This is my new home, my new surroundings. Everything is different here. There are so many bright and wonderful tones and colours. I remember vividly the silver glow at home that never died, yet here at night everything is pitch black. I want to go home. The Moon Kingdom constantly shines through my window, warming my face. This is only my second day here! How will I cope with the rest of my life?

I have not met the prince. Many say he is a solitary man, often away hunting or studying for many hours, not even present for dinner most nights. We are to be wed tomorrow, and I suppose the first time I will see him will be at the altar. It would be nice to talk with him before then, but as the sun sets I feel that is less likely. I have accepted that love is not essential in a marriage but I hope to at least find some mutual respect, or understanding. That will make the years pass quicker I think.

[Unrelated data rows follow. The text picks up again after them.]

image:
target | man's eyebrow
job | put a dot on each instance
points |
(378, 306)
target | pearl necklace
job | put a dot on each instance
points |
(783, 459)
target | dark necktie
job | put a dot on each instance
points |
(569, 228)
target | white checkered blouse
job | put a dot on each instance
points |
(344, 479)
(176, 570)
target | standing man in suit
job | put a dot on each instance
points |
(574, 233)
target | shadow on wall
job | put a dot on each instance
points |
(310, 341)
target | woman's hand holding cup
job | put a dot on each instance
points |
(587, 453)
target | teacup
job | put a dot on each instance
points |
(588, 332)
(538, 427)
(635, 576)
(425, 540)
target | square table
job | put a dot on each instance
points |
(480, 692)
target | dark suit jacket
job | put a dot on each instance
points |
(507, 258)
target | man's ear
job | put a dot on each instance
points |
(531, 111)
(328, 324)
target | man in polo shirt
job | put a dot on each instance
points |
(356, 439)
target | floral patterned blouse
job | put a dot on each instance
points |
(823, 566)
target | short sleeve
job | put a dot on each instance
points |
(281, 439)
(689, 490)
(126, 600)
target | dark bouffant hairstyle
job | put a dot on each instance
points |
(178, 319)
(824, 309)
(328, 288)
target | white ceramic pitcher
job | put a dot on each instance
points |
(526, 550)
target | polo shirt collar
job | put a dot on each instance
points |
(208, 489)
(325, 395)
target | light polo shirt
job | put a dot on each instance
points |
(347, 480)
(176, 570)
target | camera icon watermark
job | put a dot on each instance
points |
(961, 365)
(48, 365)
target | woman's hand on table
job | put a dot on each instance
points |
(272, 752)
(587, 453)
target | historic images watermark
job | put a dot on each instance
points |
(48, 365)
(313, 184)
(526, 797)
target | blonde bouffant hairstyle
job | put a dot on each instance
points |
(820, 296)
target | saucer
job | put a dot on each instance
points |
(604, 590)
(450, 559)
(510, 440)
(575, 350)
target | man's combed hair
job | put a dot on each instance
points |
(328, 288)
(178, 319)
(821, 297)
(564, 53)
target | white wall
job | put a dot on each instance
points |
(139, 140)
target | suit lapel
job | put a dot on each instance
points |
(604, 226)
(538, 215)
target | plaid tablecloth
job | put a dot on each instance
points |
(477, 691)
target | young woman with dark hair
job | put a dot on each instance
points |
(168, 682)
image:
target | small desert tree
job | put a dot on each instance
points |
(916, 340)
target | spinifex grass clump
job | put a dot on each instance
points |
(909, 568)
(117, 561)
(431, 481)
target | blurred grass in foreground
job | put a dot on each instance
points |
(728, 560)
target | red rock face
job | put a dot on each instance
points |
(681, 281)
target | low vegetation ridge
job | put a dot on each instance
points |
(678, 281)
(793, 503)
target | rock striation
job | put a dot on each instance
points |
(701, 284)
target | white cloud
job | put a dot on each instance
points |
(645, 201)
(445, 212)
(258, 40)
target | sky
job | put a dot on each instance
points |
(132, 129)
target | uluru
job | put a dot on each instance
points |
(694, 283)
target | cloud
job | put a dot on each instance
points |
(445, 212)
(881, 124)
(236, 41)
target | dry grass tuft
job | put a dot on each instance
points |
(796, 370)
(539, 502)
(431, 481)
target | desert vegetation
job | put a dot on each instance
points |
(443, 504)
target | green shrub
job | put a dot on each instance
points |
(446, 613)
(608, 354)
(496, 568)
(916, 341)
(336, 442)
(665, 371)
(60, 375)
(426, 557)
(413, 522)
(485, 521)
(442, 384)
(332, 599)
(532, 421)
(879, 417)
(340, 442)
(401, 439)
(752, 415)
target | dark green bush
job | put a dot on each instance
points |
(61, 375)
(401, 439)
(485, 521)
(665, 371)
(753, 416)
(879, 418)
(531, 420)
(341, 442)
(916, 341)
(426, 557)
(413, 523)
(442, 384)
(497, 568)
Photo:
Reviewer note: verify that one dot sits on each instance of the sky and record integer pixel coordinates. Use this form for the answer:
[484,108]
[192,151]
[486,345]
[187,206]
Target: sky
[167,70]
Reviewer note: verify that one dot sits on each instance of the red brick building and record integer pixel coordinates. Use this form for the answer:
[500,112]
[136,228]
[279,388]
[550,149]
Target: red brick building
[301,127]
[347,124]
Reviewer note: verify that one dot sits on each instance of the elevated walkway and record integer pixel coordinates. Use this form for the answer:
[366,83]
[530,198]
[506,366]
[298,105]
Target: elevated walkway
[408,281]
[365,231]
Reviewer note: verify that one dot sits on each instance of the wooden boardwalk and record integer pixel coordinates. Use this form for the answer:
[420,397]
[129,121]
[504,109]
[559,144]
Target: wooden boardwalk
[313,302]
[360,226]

Behind me the door opened. I sensed it more than I heard it. I held myself still as if I was still engrossed within my writing, but my heart was racing. Who could that be at?

'Princess Serenity?' a man's voice, deep and steady. At my name I turned. In the doorway stood a young gentleman dressed in unadorned courtly clothes, yet it was his eyes that captivated me. So deep, so dark but with a glitter of moonlight within them. His face was fair, framed by his fluffy, ebony hair. Here was Prince Endymion, heir to the throne of earth.

Our eyes meet and locked. The silence between us thickened; only the steady thump of my heart kept my senses as I observed his statue, the slimness of his waist yet the firmness of his muscles. I was awe-struck.

'I thought I should greet you informally before our union tomorrow.' With that he bowed, and I hastily returned the gesture. He suddenly spun and exited the room.

How strange. I have just laid eyes on the prince and although he is very handsome I sense that he is cold and distant. What was the purpose of his greeting? Why leave it the evening before our union? It is now the early hours of the mourning and the moon gleams brightly in the night sky. I leave my window open so I can feel the moonlight fresh on my skin. My life is so different to how I planned it. But at least here on earth I can live a peaceful, contented life. I can make a difference in one way or another.

Why does writing this no longer convince me?